Con los cañones destruidos yacían los hombres,
destruidos, al lado de los desechos, abajo y arriba de ellos. Y hacia
atrás, descendiendo por la ruta, arrastrándose sobre las manos y
las rodillas ¡el atroz cortejo de los heridos capaces de moverse! El
coronel, que por compasión hacia su escolta la había desviado
hacia la derecha, debió pasar con su caballo por encima de los que
estaban muertos sin lugar a dudas para no aplastar a los que conservaban un
hálito de vida. Prosiguiendo tranquilamente su ruta en medio de aquel
infierno, llegó al lado del cañón y, en la oscuridad de la
última descarga, le pegó en la mejilla al hombre que
sostenía el ariete, y el hombre, creyéndose muerto, se des
plomó. Un demonio siete veces condenado surgió del humo para
reemplazarlo y fijó en el oficial a caballo una mirada del otro mundo; le
brillaban los dientes entre los labios negros; los ojos, salvajes y fuera de las
órbitas, ardían como brasas debajo de las cejas ensangrentadas. El
coronel, cori un ademán autoritario, le indicó que se retirara a
la parte de atrás del portillo. El demonio se inclinó en
señal de obediencia. Era el capitán Coulter.

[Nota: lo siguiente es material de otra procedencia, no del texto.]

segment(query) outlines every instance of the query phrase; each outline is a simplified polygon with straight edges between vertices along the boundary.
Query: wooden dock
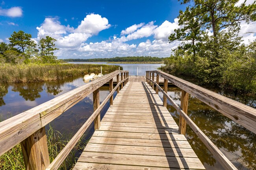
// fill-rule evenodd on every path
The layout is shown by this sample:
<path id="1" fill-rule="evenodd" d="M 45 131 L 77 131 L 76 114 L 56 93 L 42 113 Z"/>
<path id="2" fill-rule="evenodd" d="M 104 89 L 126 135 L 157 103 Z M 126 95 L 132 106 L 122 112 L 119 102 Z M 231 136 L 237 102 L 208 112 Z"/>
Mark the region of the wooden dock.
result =
<path id="1" fill-rule="evenodd" d="M 132 77 L 73 170 L 205 169 L 158 95 Z"/>
<path id="2" fill-rule="evenodd" d="M 187 115 L 189 96 L 255 134 L 256 109 L 159 70 L 146 73 L 129 76 L 127 71 L 115 71 L 0 122 L 0 155 L 19 144 L 26 170 L 57 170 L 94 122 L 95 132 L 74 170 L 204 169 L 184 136 L 187 125 L 224 169 L 237 170 Z M 100 88 L 106 83 L 109 93 L 100 102 Z M 180 88 L 180 106 L 168 94 L 169 84 Z M 45 126 L 92 93 L 93 113 L 50 163 Z M 180 114 L 178 126 L 166 108 L 167 100 Z"/>

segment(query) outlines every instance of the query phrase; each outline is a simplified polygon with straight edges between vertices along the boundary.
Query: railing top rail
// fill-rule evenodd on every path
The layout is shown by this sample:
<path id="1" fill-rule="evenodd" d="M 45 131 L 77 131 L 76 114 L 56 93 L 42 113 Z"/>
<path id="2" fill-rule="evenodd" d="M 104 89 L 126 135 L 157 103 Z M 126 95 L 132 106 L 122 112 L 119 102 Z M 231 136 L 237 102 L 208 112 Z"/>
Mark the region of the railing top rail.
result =
<path id="1" fill-rule="evenodd" d="M 256 134 L 256 109 L 159 70 L 156 73 L 225 116 Z"/>
<path id="2" fill-rule="evenodd" d="M 0 122 L 0 155 L 121 72 L 117 70 Z"/>

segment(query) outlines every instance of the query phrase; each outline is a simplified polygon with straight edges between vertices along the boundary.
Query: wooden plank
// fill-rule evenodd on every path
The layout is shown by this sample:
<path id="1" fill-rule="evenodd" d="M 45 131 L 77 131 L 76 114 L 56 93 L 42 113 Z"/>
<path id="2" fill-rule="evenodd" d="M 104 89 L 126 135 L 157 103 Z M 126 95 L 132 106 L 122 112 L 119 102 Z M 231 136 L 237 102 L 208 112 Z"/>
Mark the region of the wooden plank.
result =
<path id="1" fill-rule="evenodd" d="M 192 148 L 173 148 L 141 146 L 138 146 L 106 144 L 98 143 L 88 143 L 84 151 L 100 152 L 113 154 L 152 155 L 174 157 L 189 157 L 197 158 L 197 155 Z"/>
<path id="2" fill-rule="evenodd" d="M 179 133 L 178 129 L 158 128 L 140 128 L 121 127 L 115 126 L 104 126 L 100 128 L 100 130 L 105 131 L 123 132 L 135 133 Z"/>
<path id="3" fill-rule="evenodd" d="M 137 128 L 175 128 L 178 129 L 176 124 L 163 124 L 162 126 L 157 126 L 156 124 L 148 123 L 126 123 L 124 122 L 102 122 L 101 124 L 106 126 L 116 126 L 134 127 Z"/>
<path id="4" fill-rule="evenodd" d="M 98 88 L 93 93 L 93 112 L 100 106 L 100 89 Z M 100 126 L 100 113 L 99 113 L 94 120 L 94 129 L 99 129 Z"/>
<path id="5" fill-rule="evenodd" d="M 137 166 L 124 165 L 115 164 L 103 164 L 98 163 L 90 163 L 78 162 L 73 168 L 73 170 L 185 170 L 185 169 L 160 168 L 147 166 Z M 187 169 L 187 170 L 188 170 Z"/>
<path id="6" fill-rule="evenodd" d="M 184 111 L 184 112 L 187 114 L 187 107 L 188 106 L 188 99 L 189 94 L 188 93 L 183 90 L 181 91 L 181 96 L 180 99 L 180 108 Z M 181 115 L 180 115 L 179 119 L 179 131 L 180 134 L 185 135 L 186 134 L 186 127 L 187 122 L 183 119 Z"/>
<path id="7" fill-rule="evenodd" d="M 158 134 L 147 133 L 121 132 L 119 132 L 95 131 L 93 136 L 122 138 L 147 139 L 148 139 L 186 141 L 184 135 L 179 134 Z"/>
<path id="8" fill-rule="evenodd" d="M 165 148 L 191 148 L 191 146 L 186 141 L 175 140 L 157 140 L 146 139 L 131 139 L 101 137 L 93 136 L 90 139 L 89 143 L 102 143 L 110 144 L 119 144 Z"/>
<path id="9" fill-rule="evenodd" d="M 83 152 L 79 162 L 204 169 L 198 158 Z"/>
<path id="10" fill-rule="evenodd" d="M 45 170 L 50 165 L 44 127 L 22 141 L 20 145 L 26 170 Z"/>

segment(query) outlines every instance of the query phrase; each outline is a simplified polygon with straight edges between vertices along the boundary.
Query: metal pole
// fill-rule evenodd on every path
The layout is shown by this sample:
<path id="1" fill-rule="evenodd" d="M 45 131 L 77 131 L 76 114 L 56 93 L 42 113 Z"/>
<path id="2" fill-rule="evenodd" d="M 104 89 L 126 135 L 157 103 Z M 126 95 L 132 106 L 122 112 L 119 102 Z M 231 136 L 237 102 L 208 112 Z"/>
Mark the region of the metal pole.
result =
<path id="1" fill-rule="evenodd" d="M 137 76 L 138 76 L 138 67 L 137 67 Z"/>

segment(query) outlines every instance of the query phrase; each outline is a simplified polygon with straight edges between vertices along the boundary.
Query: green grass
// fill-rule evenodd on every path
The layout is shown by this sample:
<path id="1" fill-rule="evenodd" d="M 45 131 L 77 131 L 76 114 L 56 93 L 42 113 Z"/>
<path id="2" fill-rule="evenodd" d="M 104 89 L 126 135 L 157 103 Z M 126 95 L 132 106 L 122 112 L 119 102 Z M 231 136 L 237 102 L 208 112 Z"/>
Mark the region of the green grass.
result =
<path id="1" fill-rule="evenodd" d="M 109 73 L 118 69 L 119 66 L 106 64 L 0 64 L 0 83 L 37 82 L 63 79 L 85 74 Z M 121 67 L 120 69 L 122 68 Z"/>
<path id="2" fill-rule="evenodd" d="M 71 133 L 61 133 L 50 126 L 46 132 L 47 144 L 50 162 L 52 162 L 60 151 L 65 147 L 71 139 Z M 82 138 L 83 138 L 82 137 Z M 86 146 L 87 141 L 80 139 L 74 149 L 69 154 L 58 169 L 66 170 L 72 169 L 75 165 L 76 152 L 82 151 Z M 0 169 L 25 170 L 24 161 L 21 150 L 21 146 L 18 144 L 3 155 L 0 156 Z"/>

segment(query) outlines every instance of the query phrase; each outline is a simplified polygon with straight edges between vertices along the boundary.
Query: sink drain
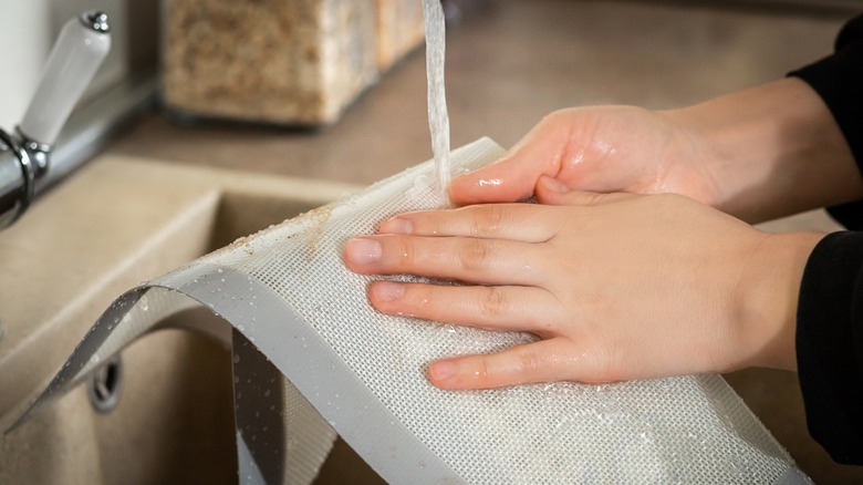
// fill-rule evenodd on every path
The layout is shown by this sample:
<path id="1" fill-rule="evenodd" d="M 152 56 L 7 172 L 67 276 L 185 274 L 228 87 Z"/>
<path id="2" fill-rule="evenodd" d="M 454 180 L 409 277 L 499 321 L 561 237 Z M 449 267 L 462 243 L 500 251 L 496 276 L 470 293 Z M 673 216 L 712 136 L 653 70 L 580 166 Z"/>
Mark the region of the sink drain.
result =
<path id="1" fill-rule="evenodd" d="M 90 404 L 100 413 L 108 413 L 117 406 L 123 390 L 123 361 L 119 355 L 102 365 L 87 383 Z"/>

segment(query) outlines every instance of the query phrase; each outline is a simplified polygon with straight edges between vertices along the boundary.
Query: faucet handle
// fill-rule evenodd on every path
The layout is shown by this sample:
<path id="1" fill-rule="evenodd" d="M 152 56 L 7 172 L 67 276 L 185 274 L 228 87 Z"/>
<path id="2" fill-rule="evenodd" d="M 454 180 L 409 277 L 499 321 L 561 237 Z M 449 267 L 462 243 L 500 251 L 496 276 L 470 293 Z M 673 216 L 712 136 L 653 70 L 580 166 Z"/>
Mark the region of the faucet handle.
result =
<path id="1" fill-rule="evenodd" d="M 52 145 L 111 50 L 107 16 L 85 12 L 63 25 L 23 121 L 21 135 Z"/>

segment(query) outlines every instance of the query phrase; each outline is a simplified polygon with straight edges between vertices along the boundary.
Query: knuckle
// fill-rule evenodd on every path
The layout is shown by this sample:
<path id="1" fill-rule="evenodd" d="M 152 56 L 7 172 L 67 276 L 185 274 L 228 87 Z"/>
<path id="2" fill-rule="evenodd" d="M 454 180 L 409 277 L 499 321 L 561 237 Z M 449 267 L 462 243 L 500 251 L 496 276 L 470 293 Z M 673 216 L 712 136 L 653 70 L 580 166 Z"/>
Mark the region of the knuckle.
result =
<path id="1" fill-rule="evenodd" d="M 489 204 L 467 209 L 470 210 L 468 218 L 470 237 L 486 237 L 500 231 L 505 220 L 505 211 L 500 205 Z"/>
<path id="2" fill-rule="evenodd" d="M 544 367 L 544 359 L 542 355 L 534 352 L 532 349 L 526 347 L 518 355 L 519 373 L 530 376 L 539 374 Z"/>
<path id="3" fill-rule="evenodd" d="M 506 296 L 500 288 L 489 287 L 482 291 L 479 312 L 484 320 L 497 320 L 506 308 Z"/>
<path id="4" fill-rule="evenodd" d="M 465 271 L 477 271 L 484 269 L 488 264 L 489 248 L 482 239 L 467 239 L 459 259 Z"/>
<path id="5" fill-rule="evenodd" d="M 414 239 L 394 236 L 389 238 L 389 242 L 394 269 L 414 268 L 417 261 L 417 247 Z"/>

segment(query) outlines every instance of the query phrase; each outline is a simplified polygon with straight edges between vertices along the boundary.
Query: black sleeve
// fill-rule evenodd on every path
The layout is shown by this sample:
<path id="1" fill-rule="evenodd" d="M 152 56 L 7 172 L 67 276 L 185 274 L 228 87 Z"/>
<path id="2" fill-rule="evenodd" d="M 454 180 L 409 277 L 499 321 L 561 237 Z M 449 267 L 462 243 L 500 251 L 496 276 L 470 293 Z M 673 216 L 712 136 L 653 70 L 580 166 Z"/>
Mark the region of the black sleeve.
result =
<path id="1" fill-rule="evenodd" d="M 863 233 L 818 244 L 800 287 L 797 361 L 809 433 L 863 465 Z"/>
<path id="2" fill-rule="evenodd" d="M 824 100 L 863 168 L 863 16 L 845 24 L 835 50 L 790 75 Z M 863 229 L 863 202 L 829 211 L 845 227 Z M 809 432 L 836 462 L 863 465 L 863 233 L 831 234 L 819 242 L 807 262 L 797 317 Z"/>
<path id="3" fill-rule="evenodd" d="M 805 81 L 824 100 L 854 159 L 863 167 L 863 16 L 842 28 L 835 50 L 833 55 L 790 75 Z M 829 211 L 849 229 L 863 229 L 863 202 L 831 207 Z"/>

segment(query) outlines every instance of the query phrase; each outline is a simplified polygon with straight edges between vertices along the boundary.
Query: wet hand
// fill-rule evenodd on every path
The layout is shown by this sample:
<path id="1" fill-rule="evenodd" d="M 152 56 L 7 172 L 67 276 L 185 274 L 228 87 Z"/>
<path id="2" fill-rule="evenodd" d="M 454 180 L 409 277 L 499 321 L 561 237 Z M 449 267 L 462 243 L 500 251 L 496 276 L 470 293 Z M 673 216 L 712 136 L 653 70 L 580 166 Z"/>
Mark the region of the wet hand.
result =
<path id="1" fill-rule="evenodd" d="M 538 190 L 549 205 L 404 214 L 347 244 L 354 271 L 465 283 L 377 281 L 368 297 L 384 313 L 540 337 L 433 362 L 435 385 L 794 367 L 797 291 L 821 235 L 767 235 L 675 195 L 568 192 L 551 178 Z"/>
<path id="2" fill-rule="evenodd" d="M 502 159 L 453 180 L 460 205 L 519 202 L 540 177 L 570 189 L 676 193 L 711 204 L 713 151 L 672 114 L 634 106 L 561 110 L 543 118 Z"/>

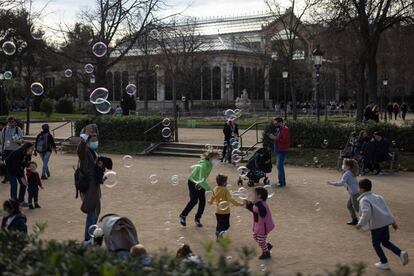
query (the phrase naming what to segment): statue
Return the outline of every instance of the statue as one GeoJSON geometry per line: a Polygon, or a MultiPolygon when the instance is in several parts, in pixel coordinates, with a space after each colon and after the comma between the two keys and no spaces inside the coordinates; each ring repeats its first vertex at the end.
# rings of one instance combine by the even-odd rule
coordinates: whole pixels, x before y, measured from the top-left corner
{"type": "Polygon", "coordinates": [[[248,110],[250,108],[251,102],[249,100],[249,95],[247,90],[243,89],[240,97],[236,98],[236,107],[242,110],[248,110]]]}

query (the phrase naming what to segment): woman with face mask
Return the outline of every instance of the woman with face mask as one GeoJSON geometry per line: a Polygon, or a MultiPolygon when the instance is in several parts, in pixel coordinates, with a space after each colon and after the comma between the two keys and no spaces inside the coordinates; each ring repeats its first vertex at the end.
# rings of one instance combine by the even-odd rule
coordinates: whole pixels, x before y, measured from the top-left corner
{"type": "Polygon", "coordinates": [[[81,210],[86,214],[85,242],[91,240],[88,230],[98,221],[101,211],[101,188],[97,174],[97,158],[99,142],[96,134],[81,134],[81,142],[78,145],[79,168],[88,182],[88,189],[81,193],[81,210]]]}
{"type": "Polygon", "coordinates": [[[198,203],[198,210],[195,215],[195,224],[197,227],[203,227],[201,216],[206,206],[206,191],[211,191],[207,183],[207,178],[214,166],[220,163],[220,153],[217,151],[207,151],[201,155],[201,160],[197,165],[192,166],[190,176],[188,177],[188,190],[190,201],[180,214],[180,224],[186,226],[186,217],[198,203]]]}
{"type": "Polygon", "coordinates": [[[3,203],[5,213],[1,222],[1,229],[27,233],[26,216],[20,212],[19,202],[8,199],[3,203]]]}
{"type": "Polygon", "coordinates": [[[20,148],[13,151],[5,160],[7,177],[10,181],[10,198],[18,199],[23,207],[29,206],[24,202],[27,181],[24,169],[29,164],[34,145],[30,142],[24,143],[20,148]],[[19,196],[17,197],[17,182],[20,184],[19,196]]]}

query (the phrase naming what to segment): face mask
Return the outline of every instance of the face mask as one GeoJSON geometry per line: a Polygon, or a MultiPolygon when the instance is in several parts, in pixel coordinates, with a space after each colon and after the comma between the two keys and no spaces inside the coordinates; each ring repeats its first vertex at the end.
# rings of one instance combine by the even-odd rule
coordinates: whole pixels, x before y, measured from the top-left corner
{"type": "Polygon", "coordinates": [[[98,148],[98,145],[99,145],[99,142],[98,141],[91,142],[91,143],[89,143],[89,148],[91,150],[96,150],[98,148]]]}
{"type": "Polygon", "coordinates": [[[213,165],[213,167],[217,166],[219,163],[220,163],[220,160],[218,159],[211,160],[211,164],[213,165]]]}

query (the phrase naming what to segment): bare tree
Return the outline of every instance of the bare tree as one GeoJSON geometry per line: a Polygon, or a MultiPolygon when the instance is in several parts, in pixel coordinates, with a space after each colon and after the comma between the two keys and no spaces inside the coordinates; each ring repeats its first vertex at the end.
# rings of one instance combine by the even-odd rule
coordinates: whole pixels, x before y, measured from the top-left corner
{"type": "Polygon", "coordinates": [[[193,20],[180,23],[173,19],[160,28],[157,38],[164,57],[164,66],[172,81],[175,141],[178,141],[177,84],[185,83],[189,87],[194,87],[194,74],[196,69],[202,66],[200,52],[209,50],[209,42],[195,33],[195,26],[196,22],[193,20]]]}
{"type": "Polygon", "coordinates": [[[377,99],[378,47],[383,33],[400,22],[412,22],[412,0],[324,0],[321,17],[338,30],[352,28],[357,35],[359,91],[357,119],[362,120],[366,79],[369,101],[377,99]]]}
{"type": "Polygon", "coordinates": [[[297,119],[297,98],[293,85],[295,53],[300,47],[303,47],[300,45],[300,33],[304,30],[305,18],[319,2],[320,0],[289,0],[288,4],[282,5],[278,0],[265,0],[266,5],[275,16],[275,22],[282,26],[282,30],[273,37],[275,43],[272,45],[271,51],[277,52],[275,53],[277,58],[284,60],[285,66],[289,70],[288,90],[292,96],[294,120],[297,119]]]}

En el momento mismo en que el coronel ordenaba cesar el fuego,
cayó el silencio en todo el campo de batalla. La ola de proyectiles se
retiró en aquel desfile de la muerte porque el enemigo también
había dejado de tirar. Su ejército había desaparecido desde
hacía dos horas y el comandante de la retaguardia, que se había
mantenido peligrosamente en su posición para reducir a silencio al
cañón federal, también hizo callar sus piezas en aquel
extraño minuto. "No me daba cuenta del alcance de mi
autoridad", dijo el coronel en alta voz, hablando solo, cabalgando hacia la
cumbre para ver lo que en realidad había sucedido.